DeepSeek also used its own model as a judge to generate high-quality training data for smaller models, turning these smaller non-reasoning models into reasoning ones by fine-tuning them with outputs from a reasoning model. In other words, DeepSeek-R1 effectively acts as an AI judge by generating training data for smaller models, reinforcing the promise of using AI models as evaluators. That said, DeepSeek-R1 was not specifically trained as an LLM judge; like most AI labs, DeepSeek used its best available model as the judge. While this approach works, we know from our own research that models trained to be dedicated judges through rigorous post-training can outperform off-the-shelf models several times their size on evaluation tasks . Our Selene Mini model is a state-of-the-art, general purpose evaluation model that was trained on dedicated datasets, and it outperforms GPT-4o on RewardBench, the gold standard benchmark for reward models.

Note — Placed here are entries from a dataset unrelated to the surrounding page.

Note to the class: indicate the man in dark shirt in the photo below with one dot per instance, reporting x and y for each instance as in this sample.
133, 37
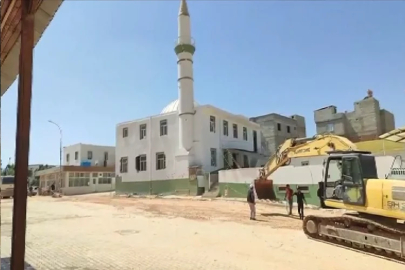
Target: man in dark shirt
300, 202
289, 198
251, 201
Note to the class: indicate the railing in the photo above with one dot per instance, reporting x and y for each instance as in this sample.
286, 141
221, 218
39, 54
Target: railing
180, 41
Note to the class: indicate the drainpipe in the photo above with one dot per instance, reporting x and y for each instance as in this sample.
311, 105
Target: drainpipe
150, 155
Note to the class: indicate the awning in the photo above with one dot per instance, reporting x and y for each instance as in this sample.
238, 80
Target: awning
10, 34
396, 135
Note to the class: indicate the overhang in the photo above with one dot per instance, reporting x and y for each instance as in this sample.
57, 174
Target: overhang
396, 135
10, 34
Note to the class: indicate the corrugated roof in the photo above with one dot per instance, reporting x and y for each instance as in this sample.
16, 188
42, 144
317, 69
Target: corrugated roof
11, 47
396, 135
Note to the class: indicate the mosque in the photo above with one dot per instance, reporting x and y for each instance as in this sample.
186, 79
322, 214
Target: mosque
168, 152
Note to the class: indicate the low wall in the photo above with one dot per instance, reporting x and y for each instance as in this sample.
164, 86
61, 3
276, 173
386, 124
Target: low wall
157, 187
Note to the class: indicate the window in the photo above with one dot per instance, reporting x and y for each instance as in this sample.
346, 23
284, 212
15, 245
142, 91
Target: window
163, 127
79, 179
160, 161
213, 157
212, 124
140, 163
235, 164
143, 163
142, 131
124, 165
235, 130
226, 128
125, 132
104, 181
244, 133
245, 161
330, 127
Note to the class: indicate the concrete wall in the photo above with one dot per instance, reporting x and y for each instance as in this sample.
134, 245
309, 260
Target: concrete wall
82, 151
387, 121
366, 122
177, 166
297, 175
277, 128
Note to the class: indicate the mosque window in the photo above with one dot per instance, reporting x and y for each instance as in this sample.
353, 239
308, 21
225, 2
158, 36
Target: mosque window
125, 132
212, 124
226, 128
142, 131
160, 161
235, 130
163, 127
213, 157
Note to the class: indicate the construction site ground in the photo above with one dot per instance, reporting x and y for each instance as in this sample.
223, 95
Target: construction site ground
100, 231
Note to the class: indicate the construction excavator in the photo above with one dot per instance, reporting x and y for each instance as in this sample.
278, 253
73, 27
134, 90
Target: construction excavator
375, 208
318, 145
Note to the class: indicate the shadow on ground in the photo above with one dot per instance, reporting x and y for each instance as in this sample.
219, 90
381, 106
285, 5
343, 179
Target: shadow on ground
280, 215
6, 264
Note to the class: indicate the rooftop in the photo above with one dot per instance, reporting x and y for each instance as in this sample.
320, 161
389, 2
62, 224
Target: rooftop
11, 30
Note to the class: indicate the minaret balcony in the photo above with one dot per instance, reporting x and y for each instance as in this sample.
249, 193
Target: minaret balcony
184, 44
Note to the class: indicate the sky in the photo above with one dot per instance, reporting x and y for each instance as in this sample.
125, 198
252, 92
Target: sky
100, 63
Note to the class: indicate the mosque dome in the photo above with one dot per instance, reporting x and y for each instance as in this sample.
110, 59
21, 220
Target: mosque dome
173, 107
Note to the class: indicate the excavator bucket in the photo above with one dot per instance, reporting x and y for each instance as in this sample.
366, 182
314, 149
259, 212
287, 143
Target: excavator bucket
264, 189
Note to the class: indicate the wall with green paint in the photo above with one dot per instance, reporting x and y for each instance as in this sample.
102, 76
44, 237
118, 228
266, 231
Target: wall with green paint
157, 187
234, 190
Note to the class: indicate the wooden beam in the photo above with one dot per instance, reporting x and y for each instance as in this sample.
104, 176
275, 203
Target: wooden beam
23, 135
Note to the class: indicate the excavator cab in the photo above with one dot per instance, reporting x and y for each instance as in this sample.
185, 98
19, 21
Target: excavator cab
345, 176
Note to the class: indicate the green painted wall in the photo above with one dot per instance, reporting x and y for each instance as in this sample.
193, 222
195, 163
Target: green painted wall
240, 191
183, 186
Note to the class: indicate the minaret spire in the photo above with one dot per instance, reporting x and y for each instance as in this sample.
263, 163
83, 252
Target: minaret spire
183, 8
185, 49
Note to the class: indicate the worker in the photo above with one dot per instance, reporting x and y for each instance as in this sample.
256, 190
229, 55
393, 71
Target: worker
289, 198
251, 201
320, 195
300, 201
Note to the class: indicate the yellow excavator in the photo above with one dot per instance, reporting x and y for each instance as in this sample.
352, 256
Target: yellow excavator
318, 145
376, 207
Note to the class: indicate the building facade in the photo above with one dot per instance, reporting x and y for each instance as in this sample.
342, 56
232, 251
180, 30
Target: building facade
77, 180
149, 149
277, 128
366, 122
89, 155
172, 151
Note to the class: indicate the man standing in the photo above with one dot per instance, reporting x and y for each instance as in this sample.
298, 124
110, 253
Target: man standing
300, 202
251, 201
289, 198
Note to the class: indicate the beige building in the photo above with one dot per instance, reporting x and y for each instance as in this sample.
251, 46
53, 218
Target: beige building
366, 122
78, 180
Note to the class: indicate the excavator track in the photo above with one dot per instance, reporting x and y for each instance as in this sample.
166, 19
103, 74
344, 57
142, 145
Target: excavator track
358, 233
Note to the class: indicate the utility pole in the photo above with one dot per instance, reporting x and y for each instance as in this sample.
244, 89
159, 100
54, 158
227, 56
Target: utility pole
60, 153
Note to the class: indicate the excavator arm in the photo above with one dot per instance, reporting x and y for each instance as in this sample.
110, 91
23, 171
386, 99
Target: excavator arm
304, 147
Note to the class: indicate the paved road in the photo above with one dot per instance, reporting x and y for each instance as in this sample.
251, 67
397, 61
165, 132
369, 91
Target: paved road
82, 235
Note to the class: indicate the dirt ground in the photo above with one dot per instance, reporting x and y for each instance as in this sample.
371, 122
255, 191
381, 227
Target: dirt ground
100, 231
204, 210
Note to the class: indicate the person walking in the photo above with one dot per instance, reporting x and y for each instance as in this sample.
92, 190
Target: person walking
289, 198
300, 201
252, 202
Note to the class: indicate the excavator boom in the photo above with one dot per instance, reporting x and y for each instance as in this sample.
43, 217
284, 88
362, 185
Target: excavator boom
305, 147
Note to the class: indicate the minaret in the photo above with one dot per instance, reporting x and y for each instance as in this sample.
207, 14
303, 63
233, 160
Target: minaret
184, 50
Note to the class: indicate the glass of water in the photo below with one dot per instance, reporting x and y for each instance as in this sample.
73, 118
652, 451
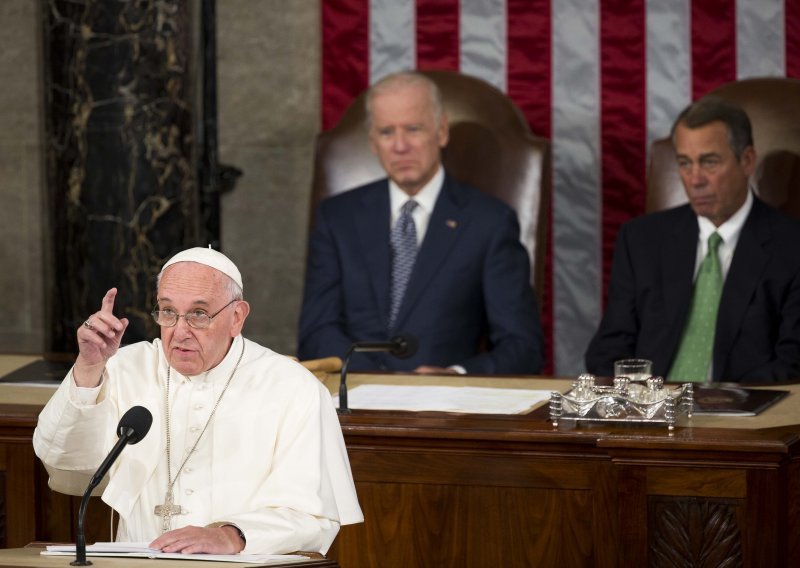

What this means for the future of training models
The use of LLM judges isn't new, but their application in training state-of-the-art reasoning models—along with the open publication of this methodology—marks a significant shift.
DeepSeek’s approach offers a compelling case for anyone training sophisticated AI models to use LLM judges in their own training pipelines, whether for evaluating model-generated responses, curating training datasets, or shaping model behavior through reinforcement learning stages. As more AI labs adopt LLMJs to evaluate reasoning traces, we can expect models to become more transparent, adaptable, and capable of handling complex, real-world reasoning.